Ferociously, stubbornly here.
He releases the material and leans back on his hands.
‘That’s not the morbid part. When I woke up after I’d been, you know,’ he taps his chest twice, ‘zapped back to the mortal realm, I was holding my family’s hands.
I couldn’t talk, so all I did was squeeze.
’ The smile’s frozen on his face as he drifts away, his gaze set on something I can’t see.
A weight presses down on my sternum, and I resist the urge to take the hand closest to me and squeeze it too.
‘I guess that tattoo is a reminder of that feeling. How grateful I was to be there, with those three, even if I couldn’t say it. ’
Vulnerability spills out of him every so often, like waves unloading debris on a beach. But then the tide pulls it back, and
before long the imprint on the sand is gone too, no proof it ever existed.
When he looks at me again, he’s another person; back to the Max who kisses people in oceans and sends my heart rate skittering
with a smirk. ‘Like I said. Morbid. So if you ever wanted to show me your own hip, it would actually be charity for me.’
It’s clear he’s done talking about this, so all I say is, ‘Hips really get you going?’
‘Only the right one, obviously,’ he replies. Then he pokes where the scar is and squints off into the distance. ‘It’s going
to rain today.’
‘Did you get a barometer installed in there during surgery or something?’
For a moment, I wonder if I shouldn’t have joked about this, and my stomach tightens as I brace myself for a chiding, but
he flings his head back with a laugh, and I bite down a smile.
‘A miniature meteorologist, actually. She whispers detailed weather reports in my ear every morning.’
‘She?’
‘A man could never be trusted to hold so much power.’ There’s something boyish to this grin. It’s the kind of smile that should
be punctuated by dimples. ‘Whenever the weather’s dodgy, my hip socket starts to ache because of the change in pressure. I
always know when to bring the washing in from the garden, when I’m home. It’s actually very convenient.’
‘Convenient apart from the bit where you’re in pain.’
He swings his legs off the bed and stands with his back to me, stretching his arms until his fingertips graze the ceiling.
‘I know pain. This is just an ache. It’s nothing I can’t handle.’
‘I don’t think your discomfort should ever be something you just handle.’
He looks over his shoulder at me. ‘In an ideal world, sure. But when there’s a constant threat of discomfort you figure out
pretty quickly what’s normal, and you adapt. I’ve had years to fine-tune this.’

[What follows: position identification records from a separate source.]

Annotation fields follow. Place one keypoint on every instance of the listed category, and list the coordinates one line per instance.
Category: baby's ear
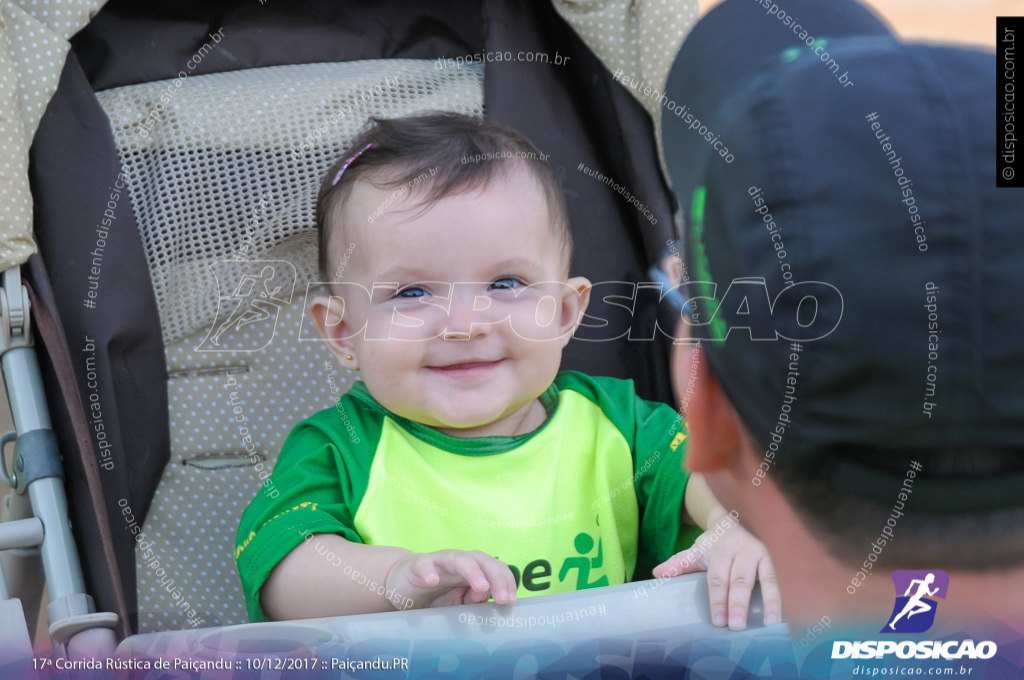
(329, 312)
(576, 297)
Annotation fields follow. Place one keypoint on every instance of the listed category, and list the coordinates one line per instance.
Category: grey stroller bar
(38, 472)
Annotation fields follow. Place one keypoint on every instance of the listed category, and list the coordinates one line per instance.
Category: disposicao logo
(913, 611)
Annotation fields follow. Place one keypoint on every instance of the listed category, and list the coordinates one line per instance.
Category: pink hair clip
(348, 162)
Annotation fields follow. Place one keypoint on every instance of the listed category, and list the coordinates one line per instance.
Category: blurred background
(968, 22)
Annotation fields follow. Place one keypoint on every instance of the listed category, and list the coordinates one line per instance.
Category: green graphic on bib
(583, 564)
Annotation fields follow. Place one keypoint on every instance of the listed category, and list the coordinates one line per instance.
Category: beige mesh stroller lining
(226, 167)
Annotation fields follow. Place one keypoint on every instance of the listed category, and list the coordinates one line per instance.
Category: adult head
(882, 426)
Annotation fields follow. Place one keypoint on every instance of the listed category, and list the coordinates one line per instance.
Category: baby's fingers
(741, 579)
(464, 567)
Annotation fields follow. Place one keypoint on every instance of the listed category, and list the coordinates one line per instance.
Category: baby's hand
(452, 577)
(734, 559)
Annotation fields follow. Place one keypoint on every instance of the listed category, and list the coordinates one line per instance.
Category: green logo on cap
(700, 265)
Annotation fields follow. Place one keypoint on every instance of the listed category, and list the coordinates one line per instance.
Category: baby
(464, 466)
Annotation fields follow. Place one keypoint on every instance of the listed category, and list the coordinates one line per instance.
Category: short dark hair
(439, 155)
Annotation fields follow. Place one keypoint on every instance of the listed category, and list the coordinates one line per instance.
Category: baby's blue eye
(508, 283)
(411, 292)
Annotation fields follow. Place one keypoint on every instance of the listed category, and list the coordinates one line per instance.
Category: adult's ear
(716, 438)
(576, 298)
(329, 312)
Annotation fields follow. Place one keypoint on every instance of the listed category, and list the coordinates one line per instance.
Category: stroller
(173, 176)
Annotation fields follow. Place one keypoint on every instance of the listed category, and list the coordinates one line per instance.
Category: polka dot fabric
(33, 47)
(640, 39)
(216, 399)
(230, 171)
(209, 157)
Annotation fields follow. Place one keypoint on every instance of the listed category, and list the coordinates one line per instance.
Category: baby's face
(467, 305)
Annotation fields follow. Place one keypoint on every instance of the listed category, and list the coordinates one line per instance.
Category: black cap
(868, 166)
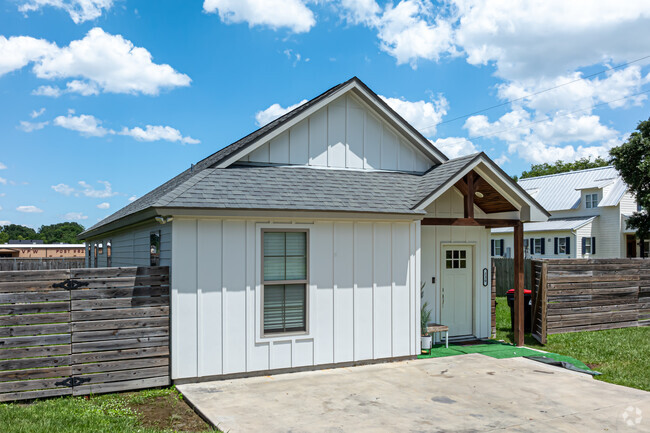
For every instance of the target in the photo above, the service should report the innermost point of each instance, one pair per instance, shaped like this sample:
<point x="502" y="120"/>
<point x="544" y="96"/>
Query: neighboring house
<point x="311" y="241"/>
<point x="588" y="212"/>
<point x="40" y="250"/>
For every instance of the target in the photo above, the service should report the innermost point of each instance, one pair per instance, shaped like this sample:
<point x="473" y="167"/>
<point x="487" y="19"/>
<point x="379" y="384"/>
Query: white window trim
<point x="260" y="338"/>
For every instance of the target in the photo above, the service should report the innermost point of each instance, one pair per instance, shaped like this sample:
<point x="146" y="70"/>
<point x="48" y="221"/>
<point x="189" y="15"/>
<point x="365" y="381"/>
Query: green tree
<point x="63" y="232"/>
<point x="17" y="232"/>
<point x="632" y="160"/>
<point x="562" y="167"/>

I nod, my cheeks heating, however mild the reprimand was. ‘Sorry. I wasn’t trying to tell you how to feel about your own health.’
‘It’s fine.’ As he moves to the door, he adds, ‘I have therapy today, by the way. We had to reschedule this week.’

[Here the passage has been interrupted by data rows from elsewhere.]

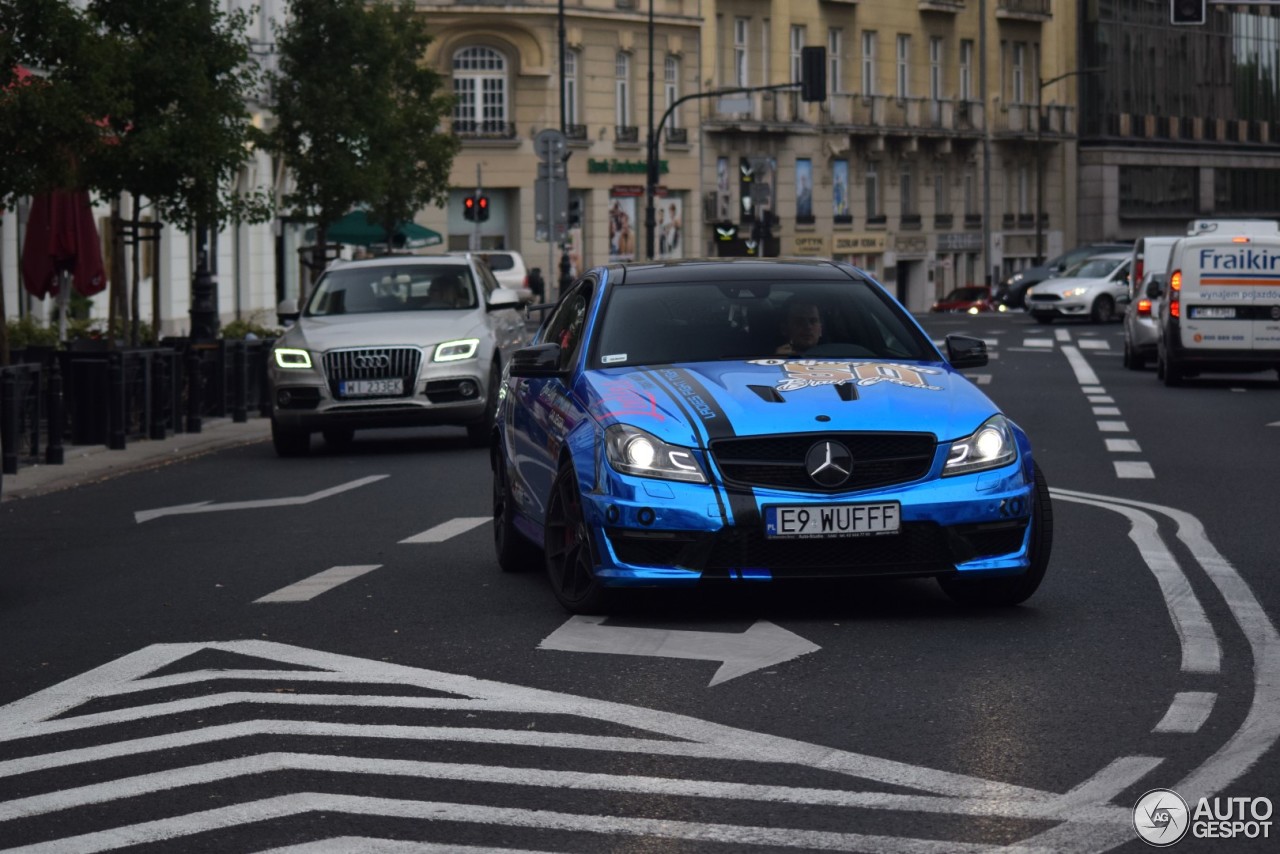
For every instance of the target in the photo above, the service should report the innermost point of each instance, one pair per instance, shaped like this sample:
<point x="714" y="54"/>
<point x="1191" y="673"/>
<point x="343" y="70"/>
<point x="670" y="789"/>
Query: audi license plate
<point x="832" y="520"/>
<point x="371" y="387"/>
<point x="1214" y="313"/>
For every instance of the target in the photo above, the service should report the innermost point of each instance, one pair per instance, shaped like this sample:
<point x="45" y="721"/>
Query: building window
<point x="570" y="95"/>
<point x="1019" y="74"/>
<point x="796" y="51"/>
<point x="622" y="88"/>
<point x="904" y="67"/>
<point x="868" y="62"/>
<point x="671" y="88"/>
<point x="835" y="42"/>
<point x="936" y="68"/>
<point x="480" y="88"/>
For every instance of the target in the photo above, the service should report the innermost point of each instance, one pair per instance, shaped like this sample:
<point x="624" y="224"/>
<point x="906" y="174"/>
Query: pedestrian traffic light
<point x="813" y="73"/>
<point x="1187" y="12"/>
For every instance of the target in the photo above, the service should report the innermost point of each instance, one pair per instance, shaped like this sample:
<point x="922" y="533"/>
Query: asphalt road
<point x="169" y="685"/>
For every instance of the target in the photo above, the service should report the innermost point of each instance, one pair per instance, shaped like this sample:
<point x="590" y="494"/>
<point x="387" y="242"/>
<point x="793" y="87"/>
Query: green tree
<point x="359" y="113"/>
<point x="51" y="110"/>
<point x="188" y="132"/>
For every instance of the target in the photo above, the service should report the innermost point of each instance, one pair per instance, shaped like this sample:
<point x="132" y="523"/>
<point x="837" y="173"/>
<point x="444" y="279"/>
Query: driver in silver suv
<point x="397" y="341"/>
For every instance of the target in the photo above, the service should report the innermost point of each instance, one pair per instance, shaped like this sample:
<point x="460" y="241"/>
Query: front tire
<point x="570" y="560"/>
<point x="289" y="443"/>
<point x="1016" y="589"/>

‘Oh. I’ll stay out of your hair.’
He looks back at me again, and his face softens slightly. ‘If you come back just after ten, the coffee in the pot will still
be good.’
‘Are you coming for my job?’
He grimaces in an unheard-of display of self-deprecation. ‘Okay, when I say “good”, it’s more of a poetic interpretation.
You can be the judge.’ Before he leaves the room, he asks, ‘What new thing are you planning to do today?’